To support multiple loops with nesting, we need to save the identity of the current loop when we begin a nested loop and then restore the identity of the current loop when that nested loop ends. This can easily be done using a stack. Assuming we have PUSH and POP operations, this involves the following:

	LOOPNUM = 0

	MACRO LOOP
	  PUSH   CURLOOP
	  LOOPNUM = LOOPNUM + 1
	  CURLOOP = LOOPNUM
	  CAT    L,CURLOOP,T:
	ENDMAC

	MACRO ENDLOOP
	  CAT    JUMP L,CURLOOP,T
	  CAT    L,CURLOOP,E:
	  POP    CURLOOP
	ENDMAC

	MACRO EQUALS
	  ADDSI  R2,-8
	  LOAD   R4,R2,4
	  LOADS  R3,R2
          CMP	 R3,R4
	  BNE	 .+3
          CAT	 JUMP L,CURLOOP,E
        ENDMAC
Here, we use LOOPNUM only to assign new numbers to each loop, while CURLOOP is the number of the current loop, used to actually generate labels and jumps to those labels within the code. Whenever we begin any loop, we push CURLOOP onto a stack, and whenever we end any loop, we pop CURLOOP.

Of course, this leaves a problem: How can we implement a stack at assembly time? The answer is simple: Use an array and a stack pointer! We can use assembly time symbols to hold everything: STKPTR can be the name of the assembly time stack pointer, and symbols of the form SxE can hold the values of stack elements, where x is a decimal integer. The following macros use this idea:

	STKPTR = 0

	MACRO PUSH =x
	  CAT    S,STKPTR,E = x
	  STKPTR = STKPTR + 1
	END

	MACRO POP x
	  STKPTR = STKPTR - 1
	  CAT    x = S,STKPTR,E
	END

Translating from Macros to a Compiler

While the ideas discussed above were all presented as macros, they can be translated to a compiler in a straightforward way! We used three data structures above, the stack itself, made up of the variable STKPTR and the array SE, where we represented SE[x] by the identifier SxE.

Similarly, we can view LxT and LxE as two arrays, LT[x] and LE[x], where the LT[0] contains the memory address of the top of a loop, and LE[0] contains the memory address of the bottom of that loop.
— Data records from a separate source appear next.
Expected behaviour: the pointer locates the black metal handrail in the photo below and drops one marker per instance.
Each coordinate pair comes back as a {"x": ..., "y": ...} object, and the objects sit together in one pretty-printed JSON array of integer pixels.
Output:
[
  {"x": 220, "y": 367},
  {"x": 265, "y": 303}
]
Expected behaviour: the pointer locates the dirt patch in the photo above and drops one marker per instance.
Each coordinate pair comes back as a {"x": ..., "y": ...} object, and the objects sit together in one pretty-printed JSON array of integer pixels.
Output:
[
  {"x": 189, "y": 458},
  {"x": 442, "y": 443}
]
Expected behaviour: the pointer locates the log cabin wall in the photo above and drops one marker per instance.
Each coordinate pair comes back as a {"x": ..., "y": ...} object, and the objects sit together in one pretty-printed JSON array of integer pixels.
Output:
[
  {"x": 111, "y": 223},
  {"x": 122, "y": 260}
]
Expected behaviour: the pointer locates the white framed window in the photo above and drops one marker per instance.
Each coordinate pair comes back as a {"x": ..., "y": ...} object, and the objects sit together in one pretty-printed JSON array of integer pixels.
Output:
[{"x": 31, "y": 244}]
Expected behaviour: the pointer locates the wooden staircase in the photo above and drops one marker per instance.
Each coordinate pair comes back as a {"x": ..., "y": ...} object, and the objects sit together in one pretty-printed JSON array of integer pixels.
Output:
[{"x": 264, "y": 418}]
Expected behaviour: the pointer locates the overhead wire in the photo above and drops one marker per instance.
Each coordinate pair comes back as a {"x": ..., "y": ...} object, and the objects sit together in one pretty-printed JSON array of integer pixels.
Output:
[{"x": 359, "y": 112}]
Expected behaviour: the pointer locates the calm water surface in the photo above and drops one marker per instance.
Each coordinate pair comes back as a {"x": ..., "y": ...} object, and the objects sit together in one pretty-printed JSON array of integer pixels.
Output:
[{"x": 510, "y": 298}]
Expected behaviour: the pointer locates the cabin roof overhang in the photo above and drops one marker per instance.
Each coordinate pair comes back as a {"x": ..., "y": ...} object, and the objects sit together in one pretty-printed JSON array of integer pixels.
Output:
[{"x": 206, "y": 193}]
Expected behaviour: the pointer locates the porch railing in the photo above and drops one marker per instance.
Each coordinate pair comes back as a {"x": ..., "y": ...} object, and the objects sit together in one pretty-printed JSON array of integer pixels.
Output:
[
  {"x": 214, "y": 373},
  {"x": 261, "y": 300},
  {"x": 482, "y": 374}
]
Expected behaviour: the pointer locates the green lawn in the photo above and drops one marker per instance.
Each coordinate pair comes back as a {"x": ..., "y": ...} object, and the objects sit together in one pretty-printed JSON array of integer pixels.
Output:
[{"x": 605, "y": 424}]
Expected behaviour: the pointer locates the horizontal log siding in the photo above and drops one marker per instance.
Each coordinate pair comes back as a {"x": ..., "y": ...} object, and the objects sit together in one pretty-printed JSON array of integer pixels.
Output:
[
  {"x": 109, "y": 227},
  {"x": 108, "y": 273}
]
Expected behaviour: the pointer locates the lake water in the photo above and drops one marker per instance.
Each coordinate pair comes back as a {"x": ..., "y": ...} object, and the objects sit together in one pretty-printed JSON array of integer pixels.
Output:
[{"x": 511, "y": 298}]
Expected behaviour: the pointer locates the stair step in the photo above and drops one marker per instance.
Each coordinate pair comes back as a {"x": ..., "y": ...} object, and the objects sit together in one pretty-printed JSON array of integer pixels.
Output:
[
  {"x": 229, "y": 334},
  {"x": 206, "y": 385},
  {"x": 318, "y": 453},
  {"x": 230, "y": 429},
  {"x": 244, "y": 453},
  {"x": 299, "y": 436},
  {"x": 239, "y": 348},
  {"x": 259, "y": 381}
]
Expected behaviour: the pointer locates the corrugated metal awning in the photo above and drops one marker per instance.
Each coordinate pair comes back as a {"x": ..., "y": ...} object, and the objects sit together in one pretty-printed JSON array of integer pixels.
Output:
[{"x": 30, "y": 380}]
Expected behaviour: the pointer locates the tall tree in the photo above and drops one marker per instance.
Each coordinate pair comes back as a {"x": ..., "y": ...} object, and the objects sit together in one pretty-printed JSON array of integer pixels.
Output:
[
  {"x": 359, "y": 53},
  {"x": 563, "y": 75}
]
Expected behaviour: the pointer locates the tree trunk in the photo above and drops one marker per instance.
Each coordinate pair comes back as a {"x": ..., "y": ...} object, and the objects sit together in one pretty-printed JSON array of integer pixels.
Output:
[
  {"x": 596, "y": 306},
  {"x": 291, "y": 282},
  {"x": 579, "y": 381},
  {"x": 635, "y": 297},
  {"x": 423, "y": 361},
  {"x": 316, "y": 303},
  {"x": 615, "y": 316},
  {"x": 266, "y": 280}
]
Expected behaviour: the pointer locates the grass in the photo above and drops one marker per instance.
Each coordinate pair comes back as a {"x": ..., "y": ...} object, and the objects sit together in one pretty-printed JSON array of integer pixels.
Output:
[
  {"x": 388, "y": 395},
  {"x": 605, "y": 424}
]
The stack SE[x] is only used at compile time, but if our compiler does not make two passes to resolve forward references, we we need to preserve the arrays LT and LE until run time. For example, to jump to LT[x], we could use the following code:

	LIS 	R3,x<<2	 ; get 4x into R3
	LOAD	R3,R3,LT ; get LT[x] into R3
	JUMPS	R3       ; go there!
Assuming the compiler fills the global arrays LT and LE with the addresses of all loop tops and loop bottoms, and that the compiler correctly generates code to use the correct loop top or bottom, this approach allows single-pass compilation of our example calculator language, or in fact, of any other programming language!